Die Betrachtung dieses werksseitigen Kennfelds legt den Schluss nahe, man könne sich den Prüfstand sparen.
Tatsächlich ist die auf einem Dynojet-Prüfstand ermittelte Map mit der werksseitigen durchaus vergleichbar, auch wenn die Konfiguration des abgestimmten Motorrads anders ist (Serienauspuff, K&N Luftfilter):
Es gibt dennoch ein paar gute Gründe für den Gang zum Prüfstand.
Der Powercommander kennt nur zwei Informationsquellen: Die Drehzahl und die Drosselklappenstellung. Für die korrekte Drosselklappenstellung wird der Spannungswert des Drosselklappensensors benötigt. Man muss den Powercommander also auf die richtigen Spannungswerte kalibrieren.
Leider geht das bei modernen Motorrädern nicht mehr mit "Zündung an, Gas ganz auf und Gas ganz zu". Das Poti liefert bei vielen Maschinen, unter anderem auch der Nuda 900, nur dann einen Spannungswert, wenn der Motor läuft. Im Leerlauf Vollgas geben kommt aber nicht so gut. An der Stelle benötigt man bereits den Prüfstand.

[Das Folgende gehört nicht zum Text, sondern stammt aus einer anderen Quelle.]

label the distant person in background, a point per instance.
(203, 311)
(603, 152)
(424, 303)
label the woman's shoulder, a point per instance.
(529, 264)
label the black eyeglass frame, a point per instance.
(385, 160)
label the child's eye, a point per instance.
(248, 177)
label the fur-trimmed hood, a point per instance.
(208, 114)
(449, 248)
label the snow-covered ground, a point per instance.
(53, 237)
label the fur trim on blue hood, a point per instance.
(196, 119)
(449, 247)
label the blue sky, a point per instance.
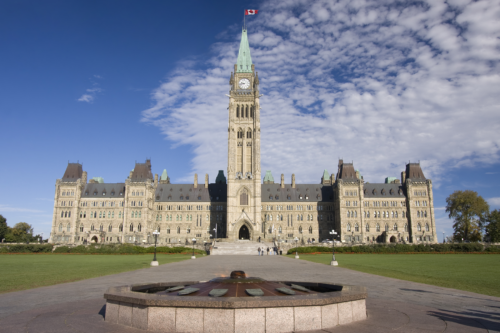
(108, 83)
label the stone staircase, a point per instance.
(239, 247)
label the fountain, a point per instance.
(235, 304)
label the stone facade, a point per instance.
(243, 206)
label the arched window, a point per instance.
(243, 199)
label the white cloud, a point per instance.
(9, 209)
(494, 201)
(369, 81)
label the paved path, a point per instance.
(391, 305)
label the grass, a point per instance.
(477, 273)
(26, 271)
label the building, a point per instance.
(243, 206)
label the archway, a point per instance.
(244, 233)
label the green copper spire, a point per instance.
(244, 59)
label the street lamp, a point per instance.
(296, 248)
(194, 241)
(333, 262)
(154, 262)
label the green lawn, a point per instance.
(26, 271)
(479, 273)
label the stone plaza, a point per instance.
(391, 305)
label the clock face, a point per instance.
(244, 84)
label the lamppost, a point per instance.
(194, 241)
(154, 262)
(296, 248)
(333, 262)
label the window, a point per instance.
(244, 199)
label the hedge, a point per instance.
(401, 248)
(94, 249)
(26, 248)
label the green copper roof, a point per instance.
(244, 59)
(389, 180)
(221, 179)
(268, 177)
(99, 180)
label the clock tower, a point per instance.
(243, 163)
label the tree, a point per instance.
(4, 228)
(23, 232)
(468, 209)
(492, 221)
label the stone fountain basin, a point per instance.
(334, 305)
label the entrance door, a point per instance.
(244, 233)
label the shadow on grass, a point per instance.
(471, 318)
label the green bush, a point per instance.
(26, 248)
(401, 248)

Weitaus wichtiger ist aber ein anderer Punkt: Die Erfahrung des Tuners und Prüfstandsbetreibers. Er weiß mit seiner Erfahrung einfach besser, ob man in einem gewissen Lastbereich mit einem Benzin/Luftgemisch von 13,2 oder lieber doch etwas fetter mit 12,8 fahren sollte. Derartiges Hintergrundwissen für die Feinabstimmung fehlt uns Garagen-Tunern.
Aber welche Ergebnisse sind ohne Prüfstand und rein durch den Fahrversuch erzielbar?
Vage Ähnlichkeiten sind auch hier vorhanden, aber deutlich zu sehen ist, dass die auf dem Prüfstand ermittelte Map weit weniger zerklüftet ist - offenbar eine direkte Folge der kontrolliert durchfahrenen Lastzustände in einer konstanten Umgebung (Temperatur, Luftdruck). Auch habe ich leicht andere AFR-Zielwerte verwendet als der Prüfstandsbetreiber.
Kommen wir zum Schluss zur Gretchenfrage: Was hat es gebracht? Spitzenleistung keine, soviel war aber von vornherein klar. Aber die Kraft im mittleren Drehzahlbereich ist deutlich gestiegen. Wichtig war für mich der Unterschied zwischen dem im Fahrversuch ermittelten Kennfeld und dem Prüfstands-Kennfeld. Ergebnis hier: Kaum spürbar, auch wenn das zerklüftete Fahrversuchs-Kennfeld das nahelegt.
Ich werde auf der Grundlage des auf dem Prüfstand ermittelten Kennfelds weiter mit Autotune experimentieren, aber deutliche Verbesserungen über das bisher Erreichte hinaus erwarte ich mir nicht, da wir uns hier vermutlich bereits nahe am erreichbaren Optimum bewegen.